Cette disgrâce de réputation fut aussi imputable à la puissance odorante naturelle du patchouli, qui fit le lit de bien des parfums de qualité modique. Le patchouli pâtissait donc en Occident non seulement d’une sale réputation, celle de l’amour, la pire, mais encore de son mauvais traitement par des parfums de basse extraction. Le patchouli filait un mauvais coton.

De grands parfums, souvent novateurs, ont réhabilité le patchouli dont la note de fond tenace a cette qualité de rehausser les autres ingrédients de l’accord olfactif. Sa présence fait rarement défaut aux formules des parfums dits chyprés, boisés ou orientaux. Mais c’est surtout la chimie qui rétablit l’aloi de cette plante en parfumerie, par un fractionnement plus fin consistant à redistiller ses essences afin d’en adoucir leurs phases les plus saturées. Le patchouli de parfumerie est ainsi affiné afin d’être travaillé avec plus d’exactitude.

Pour la composition du parfum Tempo centré sur le patchouli (qui constitue un pan du diptyque parfumé, l’autre étant Fleur de Peau à la note centrale de musc, fêtant les cinquante ans de création de parfum de la Maison), trois extractions différentes ont été mises en résonance olfactives. Son patchouli d’Indonésie a été cultivé dans le cadre du programme « Origination » de Givaudan, qui développe des filières d’approvisionnement de matières premières naturelles via des partenariats éthiques et durables en assurant sa plus noble qualité. La production de patchouli demeure artisanale et de faible quantité. Par ailleurs, l’étalonnement par fractionnement de son spectre parfumé décuple son coût, et en raréfie d’autant la matière.

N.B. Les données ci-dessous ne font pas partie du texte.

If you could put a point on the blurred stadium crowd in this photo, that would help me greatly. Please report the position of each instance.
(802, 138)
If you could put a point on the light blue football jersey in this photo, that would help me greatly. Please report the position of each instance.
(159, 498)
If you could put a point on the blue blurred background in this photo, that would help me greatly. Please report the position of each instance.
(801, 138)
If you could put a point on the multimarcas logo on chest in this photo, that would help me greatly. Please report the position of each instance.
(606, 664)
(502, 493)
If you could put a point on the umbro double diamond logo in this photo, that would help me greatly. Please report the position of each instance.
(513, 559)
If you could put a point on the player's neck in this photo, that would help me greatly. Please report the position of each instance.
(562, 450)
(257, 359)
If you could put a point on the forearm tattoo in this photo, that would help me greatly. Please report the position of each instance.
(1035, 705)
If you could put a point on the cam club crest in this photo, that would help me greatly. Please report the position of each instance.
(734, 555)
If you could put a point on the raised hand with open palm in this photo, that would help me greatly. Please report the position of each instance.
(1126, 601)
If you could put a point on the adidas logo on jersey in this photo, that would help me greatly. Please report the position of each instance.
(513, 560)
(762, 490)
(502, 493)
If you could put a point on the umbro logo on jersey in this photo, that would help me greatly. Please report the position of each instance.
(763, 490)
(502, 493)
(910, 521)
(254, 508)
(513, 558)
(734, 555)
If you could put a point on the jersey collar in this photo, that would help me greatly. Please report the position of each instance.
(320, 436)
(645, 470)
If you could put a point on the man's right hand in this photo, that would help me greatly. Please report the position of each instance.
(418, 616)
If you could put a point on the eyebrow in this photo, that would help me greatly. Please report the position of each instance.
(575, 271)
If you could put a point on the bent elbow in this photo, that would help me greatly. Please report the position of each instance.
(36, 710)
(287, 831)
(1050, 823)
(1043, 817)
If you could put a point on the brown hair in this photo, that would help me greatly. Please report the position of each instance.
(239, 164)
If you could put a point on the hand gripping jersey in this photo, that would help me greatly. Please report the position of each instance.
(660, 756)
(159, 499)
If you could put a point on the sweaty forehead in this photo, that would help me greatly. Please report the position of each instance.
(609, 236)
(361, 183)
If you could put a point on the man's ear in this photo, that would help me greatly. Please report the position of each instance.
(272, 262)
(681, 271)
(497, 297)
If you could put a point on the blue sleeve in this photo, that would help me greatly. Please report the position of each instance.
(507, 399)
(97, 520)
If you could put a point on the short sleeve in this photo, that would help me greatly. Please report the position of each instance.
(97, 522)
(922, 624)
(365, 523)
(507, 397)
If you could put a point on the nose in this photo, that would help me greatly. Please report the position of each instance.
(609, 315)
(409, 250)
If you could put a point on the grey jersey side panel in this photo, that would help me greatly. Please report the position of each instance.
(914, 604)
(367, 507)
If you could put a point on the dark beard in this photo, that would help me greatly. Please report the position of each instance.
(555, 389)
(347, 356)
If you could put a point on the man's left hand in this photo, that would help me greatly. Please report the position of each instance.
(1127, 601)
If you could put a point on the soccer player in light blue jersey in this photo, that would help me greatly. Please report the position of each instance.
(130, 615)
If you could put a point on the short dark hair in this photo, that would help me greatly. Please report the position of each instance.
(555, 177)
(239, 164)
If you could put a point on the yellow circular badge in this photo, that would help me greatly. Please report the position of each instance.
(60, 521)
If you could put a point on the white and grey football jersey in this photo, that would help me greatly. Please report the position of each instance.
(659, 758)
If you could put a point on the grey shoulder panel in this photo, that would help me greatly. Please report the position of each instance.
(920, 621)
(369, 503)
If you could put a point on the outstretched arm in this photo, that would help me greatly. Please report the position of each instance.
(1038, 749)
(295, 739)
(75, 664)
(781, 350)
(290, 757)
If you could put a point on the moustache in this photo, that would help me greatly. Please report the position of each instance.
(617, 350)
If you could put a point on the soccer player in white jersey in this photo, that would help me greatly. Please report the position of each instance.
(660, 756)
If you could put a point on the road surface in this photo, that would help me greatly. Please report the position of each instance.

Tandis que le patchouli traversait ses infamants avatars européens – toujours aux dépens des femmes il va sans dire – jusqu’à ce que la science vienne laver son honneur, la plante ne perdit jamais de sa haute considération en Asie, de L’Inde à la Chine. Son parfum y est traditionnellement souvent décliné en encens, mais surtout la plante est riche de vertus médicinales, particulièrement dans l’Ayurvédique, et jusqu’à sa prédisposition à l’amour, certaines macérations alcoolisées au patchouli étant proposées en Malaisie pour la nuit de noces.

Le caractère notablement sensuel de l’odeur du patchouli provient de sa profusion et de son ampleur. Elle émotionne l’odorat en le provoquant de stimuli qui le grisent et le saturent tout à la fois. Mais l’on sait dorénavant le traiter en parfumerie avec un raffinement à la hauteur de son intensité aux pénétrantes ambivalences, qui en exalte les complémentarités en les équilibrant.